Colorado releases coronavirus reopening guidance for schools that includes plans for in-person learning
The recommendations are the clearest indication yet that learning won’t be fully remote in Colorado come fall as it was in the final months of last school year
Colorado health and education officials on Monday issued guidance to school districts that allows for in-person learning in the fall with restrictions, for older students in particular, aimed at preventing outbreaks of the coronavirus.
“We know that the safe opening of schools is a critically important topic that touches all of our lives, and we all really want to get our students back into schools safely where they are best supported and active learners,” said Katy Anthes, Colorado’s education commissioner.
Anthes acknowledged the heightened level of anxiety affecting the lives of teachers, staff members and families and said her department understands how worried educators in particular are about the coronavirus.
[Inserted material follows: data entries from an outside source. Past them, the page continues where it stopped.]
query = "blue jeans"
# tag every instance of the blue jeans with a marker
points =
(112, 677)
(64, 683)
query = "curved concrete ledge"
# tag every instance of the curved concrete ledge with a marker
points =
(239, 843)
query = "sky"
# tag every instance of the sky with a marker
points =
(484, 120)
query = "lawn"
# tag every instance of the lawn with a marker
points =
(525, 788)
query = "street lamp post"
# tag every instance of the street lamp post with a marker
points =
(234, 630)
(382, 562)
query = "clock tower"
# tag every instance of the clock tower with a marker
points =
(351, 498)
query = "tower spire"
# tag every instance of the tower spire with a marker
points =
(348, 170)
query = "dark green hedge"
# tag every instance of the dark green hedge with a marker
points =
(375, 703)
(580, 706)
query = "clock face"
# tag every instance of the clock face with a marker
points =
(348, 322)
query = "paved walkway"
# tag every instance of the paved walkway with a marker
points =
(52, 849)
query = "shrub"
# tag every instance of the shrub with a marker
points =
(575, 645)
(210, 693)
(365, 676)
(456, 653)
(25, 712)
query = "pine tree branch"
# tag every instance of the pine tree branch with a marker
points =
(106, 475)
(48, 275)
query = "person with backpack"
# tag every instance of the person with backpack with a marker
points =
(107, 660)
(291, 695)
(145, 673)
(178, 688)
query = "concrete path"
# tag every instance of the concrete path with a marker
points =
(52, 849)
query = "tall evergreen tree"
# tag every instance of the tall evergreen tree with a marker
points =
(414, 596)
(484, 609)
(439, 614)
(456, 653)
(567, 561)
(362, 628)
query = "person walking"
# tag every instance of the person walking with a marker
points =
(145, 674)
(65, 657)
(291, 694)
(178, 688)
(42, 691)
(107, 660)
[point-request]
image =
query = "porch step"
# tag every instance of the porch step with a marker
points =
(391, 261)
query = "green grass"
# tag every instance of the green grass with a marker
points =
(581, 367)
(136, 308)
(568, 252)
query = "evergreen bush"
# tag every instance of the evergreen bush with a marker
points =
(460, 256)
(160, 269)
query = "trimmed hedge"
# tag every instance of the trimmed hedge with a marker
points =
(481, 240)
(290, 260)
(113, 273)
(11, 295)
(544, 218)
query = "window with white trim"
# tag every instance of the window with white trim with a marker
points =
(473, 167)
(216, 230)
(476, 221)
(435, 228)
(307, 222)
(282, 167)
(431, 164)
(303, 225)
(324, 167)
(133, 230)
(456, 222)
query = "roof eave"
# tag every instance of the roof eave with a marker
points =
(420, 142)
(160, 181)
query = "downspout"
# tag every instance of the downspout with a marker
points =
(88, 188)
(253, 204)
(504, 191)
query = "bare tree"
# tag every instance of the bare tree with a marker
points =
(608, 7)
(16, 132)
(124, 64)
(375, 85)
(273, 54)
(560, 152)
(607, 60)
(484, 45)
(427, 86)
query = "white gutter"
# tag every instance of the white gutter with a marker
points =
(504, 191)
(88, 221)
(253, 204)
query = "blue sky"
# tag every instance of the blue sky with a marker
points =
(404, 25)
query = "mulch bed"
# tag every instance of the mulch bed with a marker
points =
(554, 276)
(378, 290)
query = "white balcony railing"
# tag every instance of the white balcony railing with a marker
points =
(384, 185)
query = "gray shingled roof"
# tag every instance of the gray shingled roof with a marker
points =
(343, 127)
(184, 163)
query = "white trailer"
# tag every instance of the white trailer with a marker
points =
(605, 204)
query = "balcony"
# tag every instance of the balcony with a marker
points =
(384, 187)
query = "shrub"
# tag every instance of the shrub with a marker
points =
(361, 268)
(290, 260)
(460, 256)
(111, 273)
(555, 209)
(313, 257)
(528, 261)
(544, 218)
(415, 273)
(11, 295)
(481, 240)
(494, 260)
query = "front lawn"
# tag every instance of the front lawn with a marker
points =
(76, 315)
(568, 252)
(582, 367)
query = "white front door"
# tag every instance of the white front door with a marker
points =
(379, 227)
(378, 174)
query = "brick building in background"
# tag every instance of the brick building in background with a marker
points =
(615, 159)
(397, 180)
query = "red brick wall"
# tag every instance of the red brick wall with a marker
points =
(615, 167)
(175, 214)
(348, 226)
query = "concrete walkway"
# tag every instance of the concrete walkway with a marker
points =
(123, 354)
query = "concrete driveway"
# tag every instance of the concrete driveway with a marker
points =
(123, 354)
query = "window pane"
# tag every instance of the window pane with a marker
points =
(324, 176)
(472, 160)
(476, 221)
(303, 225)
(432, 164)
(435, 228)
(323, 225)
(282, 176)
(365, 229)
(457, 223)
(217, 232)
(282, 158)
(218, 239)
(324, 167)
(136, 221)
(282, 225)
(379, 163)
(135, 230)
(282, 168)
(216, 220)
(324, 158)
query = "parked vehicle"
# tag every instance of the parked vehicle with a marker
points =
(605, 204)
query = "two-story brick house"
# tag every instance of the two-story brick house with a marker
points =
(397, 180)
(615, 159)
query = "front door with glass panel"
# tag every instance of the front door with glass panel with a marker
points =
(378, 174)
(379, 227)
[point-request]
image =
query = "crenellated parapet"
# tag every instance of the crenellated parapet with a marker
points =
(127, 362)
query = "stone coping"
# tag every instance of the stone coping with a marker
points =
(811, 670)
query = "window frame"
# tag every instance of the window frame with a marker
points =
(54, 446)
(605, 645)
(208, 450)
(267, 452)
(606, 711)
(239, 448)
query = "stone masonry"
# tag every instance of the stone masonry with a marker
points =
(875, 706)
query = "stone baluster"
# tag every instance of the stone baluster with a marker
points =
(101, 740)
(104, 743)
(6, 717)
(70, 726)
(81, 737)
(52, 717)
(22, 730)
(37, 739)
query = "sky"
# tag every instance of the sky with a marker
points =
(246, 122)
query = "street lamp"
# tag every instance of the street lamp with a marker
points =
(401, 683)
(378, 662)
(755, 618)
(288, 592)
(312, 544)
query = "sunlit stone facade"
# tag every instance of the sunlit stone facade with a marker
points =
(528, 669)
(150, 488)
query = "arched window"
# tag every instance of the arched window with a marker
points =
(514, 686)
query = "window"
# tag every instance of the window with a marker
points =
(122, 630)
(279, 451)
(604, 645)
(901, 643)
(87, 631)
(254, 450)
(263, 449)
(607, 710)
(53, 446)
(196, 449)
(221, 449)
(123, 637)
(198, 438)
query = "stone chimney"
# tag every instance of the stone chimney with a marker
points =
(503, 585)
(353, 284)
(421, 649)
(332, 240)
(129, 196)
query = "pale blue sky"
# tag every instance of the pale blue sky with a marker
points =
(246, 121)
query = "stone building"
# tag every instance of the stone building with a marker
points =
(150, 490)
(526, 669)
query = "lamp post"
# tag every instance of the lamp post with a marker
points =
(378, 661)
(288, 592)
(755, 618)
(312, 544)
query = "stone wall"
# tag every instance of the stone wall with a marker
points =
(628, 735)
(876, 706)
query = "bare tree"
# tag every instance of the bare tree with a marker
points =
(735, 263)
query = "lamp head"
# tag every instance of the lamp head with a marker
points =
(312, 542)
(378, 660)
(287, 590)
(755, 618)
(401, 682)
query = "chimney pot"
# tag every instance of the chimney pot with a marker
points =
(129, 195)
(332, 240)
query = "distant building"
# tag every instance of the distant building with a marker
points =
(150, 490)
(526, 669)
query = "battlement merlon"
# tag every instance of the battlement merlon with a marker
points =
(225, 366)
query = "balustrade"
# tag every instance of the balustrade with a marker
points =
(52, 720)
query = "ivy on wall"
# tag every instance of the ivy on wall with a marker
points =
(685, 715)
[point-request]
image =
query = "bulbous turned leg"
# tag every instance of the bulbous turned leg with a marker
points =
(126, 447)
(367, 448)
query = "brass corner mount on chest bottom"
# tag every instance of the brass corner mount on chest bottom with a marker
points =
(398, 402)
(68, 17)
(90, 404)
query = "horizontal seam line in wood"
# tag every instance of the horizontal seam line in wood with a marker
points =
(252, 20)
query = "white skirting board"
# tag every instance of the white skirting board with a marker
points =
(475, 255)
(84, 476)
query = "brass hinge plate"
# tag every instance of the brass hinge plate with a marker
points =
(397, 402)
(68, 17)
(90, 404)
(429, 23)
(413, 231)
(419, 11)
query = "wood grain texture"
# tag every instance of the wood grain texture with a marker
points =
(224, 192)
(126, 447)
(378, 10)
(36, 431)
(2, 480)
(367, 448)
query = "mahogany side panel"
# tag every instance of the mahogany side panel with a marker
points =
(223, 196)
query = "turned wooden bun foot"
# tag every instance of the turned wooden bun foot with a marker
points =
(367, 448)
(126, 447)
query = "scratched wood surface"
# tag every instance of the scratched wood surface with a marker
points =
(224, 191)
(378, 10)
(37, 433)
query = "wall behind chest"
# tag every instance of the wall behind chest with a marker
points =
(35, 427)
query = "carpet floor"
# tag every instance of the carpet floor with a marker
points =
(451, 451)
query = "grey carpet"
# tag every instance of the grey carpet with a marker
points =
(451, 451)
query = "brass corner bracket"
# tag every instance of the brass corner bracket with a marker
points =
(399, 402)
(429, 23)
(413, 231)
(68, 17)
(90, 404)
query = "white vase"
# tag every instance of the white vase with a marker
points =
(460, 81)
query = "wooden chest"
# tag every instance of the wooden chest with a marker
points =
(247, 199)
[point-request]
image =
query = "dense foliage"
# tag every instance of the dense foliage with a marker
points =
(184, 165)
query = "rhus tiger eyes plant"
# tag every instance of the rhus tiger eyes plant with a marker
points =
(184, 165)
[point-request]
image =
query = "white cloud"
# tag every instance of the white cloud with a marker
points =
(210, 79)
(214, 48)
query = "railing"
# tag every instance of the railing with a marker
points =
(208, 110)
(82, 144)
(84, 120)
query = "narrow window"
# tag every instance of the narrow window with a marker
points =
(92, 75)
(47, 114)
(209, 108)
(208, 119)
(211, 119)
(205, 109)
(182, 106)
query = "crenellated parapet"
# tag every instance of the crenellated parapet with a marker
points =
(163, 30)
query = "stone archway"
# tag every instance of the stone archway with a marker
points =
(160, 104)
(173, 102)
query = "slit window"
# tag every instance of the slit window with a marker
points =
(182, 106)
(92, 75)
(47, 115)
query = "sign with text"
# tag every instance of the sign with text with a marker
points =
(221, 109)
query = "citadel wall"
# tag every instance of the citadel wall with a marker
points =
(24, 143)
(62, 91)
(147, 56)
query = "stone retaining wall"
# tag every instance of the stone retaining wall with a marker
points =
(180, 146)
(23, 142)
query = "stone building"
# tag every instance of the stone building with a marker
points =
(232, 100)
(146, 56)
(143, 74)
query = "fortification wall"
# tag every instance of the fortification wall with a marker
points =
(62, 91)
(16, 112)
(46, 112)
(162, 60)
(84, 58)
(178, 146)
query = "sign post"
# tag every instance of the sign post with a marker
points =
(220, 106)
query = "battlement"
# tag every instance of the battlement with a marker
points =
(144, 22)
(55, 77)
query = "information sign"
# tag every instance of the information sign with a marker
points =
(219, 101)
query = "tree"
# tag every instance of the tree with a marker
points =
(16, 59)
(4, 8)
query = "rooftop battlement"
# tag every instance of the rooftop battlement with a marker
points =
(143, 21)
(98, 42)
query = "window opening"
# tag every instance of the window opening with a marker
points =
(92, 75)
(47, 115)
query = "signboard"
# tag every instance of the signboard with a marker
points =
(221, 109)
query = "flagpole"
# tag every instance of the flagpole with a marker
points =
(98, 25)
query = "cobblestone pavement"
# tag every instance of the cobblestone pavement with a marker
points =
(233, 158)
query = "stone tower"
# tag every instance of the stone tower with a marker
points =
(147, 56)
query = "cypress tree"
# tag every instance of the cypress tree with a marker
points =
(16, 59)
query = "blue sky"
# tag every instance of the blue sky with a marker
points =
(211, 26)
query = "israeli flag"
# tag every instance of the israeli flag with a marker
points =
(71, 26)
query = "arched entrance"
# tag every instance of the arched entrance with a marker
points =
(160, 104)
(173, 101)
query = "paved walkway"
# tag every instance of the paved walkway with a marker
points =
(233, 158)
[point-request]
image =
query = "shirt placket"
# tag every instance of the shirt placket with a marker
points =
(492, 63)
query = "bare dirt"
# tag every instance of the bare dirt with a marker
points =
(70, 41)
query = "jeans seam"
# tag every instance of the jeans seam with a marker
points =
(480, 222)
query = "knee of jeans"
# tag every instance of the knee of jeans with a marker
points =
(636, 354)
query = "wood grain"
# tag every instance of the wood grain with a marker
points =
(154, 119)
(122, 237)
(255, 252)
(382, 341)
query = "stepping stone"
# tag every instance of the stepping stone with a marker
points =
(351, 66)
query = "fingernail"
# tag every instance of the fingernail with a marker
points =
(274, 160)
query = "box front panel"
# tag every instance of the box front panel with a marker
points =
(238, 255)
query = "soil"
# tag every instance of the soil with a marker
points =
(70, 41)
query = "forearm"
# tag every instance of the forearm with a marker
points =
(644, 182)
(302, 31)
“Of course we want to get back to school and do so as safely as possible, and that’s what this guidance helps us do,” Anthes said. “With our partners from local health agencies and districts, it provides a set of standards and best practices to know when and how we can get back to school safely based on the level of virus in each community.”
The state is zeroing in on a localized approach to reopening schools in the fall, with the pandemic impacting communities differently.
“Not all school buildings, schools and communities are the same, so educators need multiple strategies that they can interchange and layer to decrease the risks,” Anthes said.
The guidance released on Monday expands on guidance the state released at the end of May. The Colorado Department of Education, in collaboration with district leaders and the Colorado Department of Public Health and Environment, began developing a “toolkit” for the start of classes in the fall, with guidance focused on health and safety, continuity of learning and conditions for learning.
Under the latest guidance, all students 11 and older will be required to wear masks while those 10 and younger are urged to cover their faces. Districts are encouraged to “cohort” students to prevent mass spread of the disease if there is an outbreak. And schools are being told to ensure that common areas are frequently sanitized and that there is adequate ventilation.
It will be up to individual school districts to decide whether to follow the guidance, but the recommendations are the clearest indication yet that learning won’t be fully remote in Colorado come fall as it was in the final months of last school year.
“I know we’re going to have to be nimble,” Anthes said as she unveiled the guidance in a briefing with reporters.